Grantee Research Project Results
2004 Progress Report: Comprehensive Tools to Assess Environmental Impacts of and Improve the Design of Semiconductor Equipment and Processes
EPA Grant Number: R831456Title: Comprehensive Tools to Assess Environmental Impacts of and Improve the Design of Semiconductor Equipment and Processes
Investigators: Dornfeld, David
Institution: University of California - Berkeley
EPA Project Officer: Richards, April
Project Period: December 5, 2003 through December 4, 2006
Project Period Covered by this Report: December 5, 2003 through December 4, 2004
Project Amount: $324,969
RFA: Technology for a Sustainable Environment (2003) RFA Text | Recipients Lists
Research Category: Sustainable and Healthy Communities , Pollution Prevention/Sustainable Development
Objective:
With rapid growth in the electronics and computer sectors, environmental and health issues associated with semiconductor manufacturing are growing in importance. The high economic value associated with the cost of acquisition, use, and disposal of water, energy, chemicals, and materials leads to strong incentives to reduce resource use and minimize waste. Additionally, semiconductor manufacturing requires the mobilization of large flows of materials and energy in other industries throughout the economy leading to a wide range of upstream environmental impacts. Also, microchips are used in numerous ways and their contribution to environmental impacts during the use and disposal of electronic products should be quantified. The objectives of this research project are to: (1) develop a comprehensive design for environment (DFE) tool to assess the environmental and health impacts of semiconductor manufacturing, (2) feed this information back into semiconductor equipment and process development cycles, and (3) promote the broader use of this tool to support industrial ecology.
Progress Summary:
The work in Year 1 of the project has emphasized an experimental approach. This work builds on previous research on bottom-up semiconductor DFE tools at Berkeley, specifically the environmental value system analysis tool, EnV-S. The tool is comprehensive in terms of: (1) scope—by considering upstream life-cycle impacts and facilitating integration into downstream environmental assessments of electronics; and (2) metrics—by supporting a wide range of local and global environmental and health metrics. Ultimately, feedback loops from the tool will be constructed to inform the design of equipment and processes. A key element of the development and application of the tool, however, is the extent to which outputs of this analysis could also be used (with varying scope) to inform environmental decisionmaking by regulators, industry suppliers, utilities, etc.

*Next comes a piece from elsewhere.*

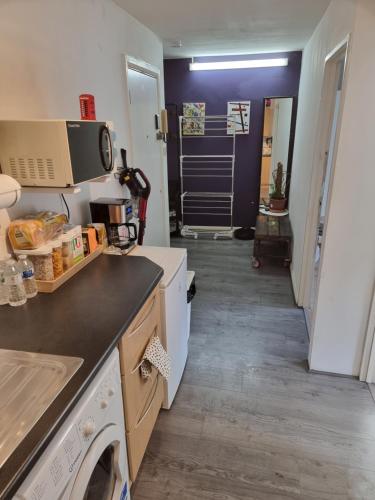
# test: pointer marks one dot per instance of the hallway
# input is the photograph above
(249, 422)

The work to date has assessed several significant intellectual hurdles, for example: What level of detail is required to insure implementation? How can we adequately link upstream life-cycle impacts and facilitate downstream environmental assessments of electronics? What local and global environmental metrics are needed (especially for health hazard issues)? Can we design the tool to be effective in policy planning by regulators and utilities? Our experience so far with a much reduced scope of effort in EnV-S and our close collaborations with industry have so far given some insight to the first two, linking upstream impacts (life cycle analysis) and metrics. This has been done in collaboration with the semiconductor industry.
Review of Results to Date - Supply Chain (Upstream and Downstream) Impact Assessment
To evaluate total environmental impacts associated with semiconductor manufacturing, it is necessary to evaluate impacts associated with the entire supply chain. Environmental analysis in semiconductors has therefore been progressing towards life cycle assessment (LCA). Given the complexity of semiconductor processes and the rapid rate of change, it is essential to develop LCA tools and studies that can be adapted rapidly with changes in technology and that can account for absent or inconsistent data. Currently, a generic LCA tool to support semiconductor manufacturing does not exist.
Detailed life cycle studies may also require significant time to complete. And it is challenging to ensure that the boundary of the assessment is comprehensive and that most significant contributions to the life cycle inventory have been accounted for.
We base our analysis directly on individual equipment sets. We also seek to develop methodologies for the collection of life cycle data throughout the semiconductor supply chain.
To summarize, several obstacles to effective semiconductor LCA exist, including: (1) significant effort and time required to perform detailed life cycle inventory analyses; (2) boundary problems related to inclusion of all pertinent industries and secondary flows; (3) updating studies as equipment, processes, and chemicals change; and (4) tracking environmental impact data (resource and waste) throughout the supply chain and quantifying uncertainty in results.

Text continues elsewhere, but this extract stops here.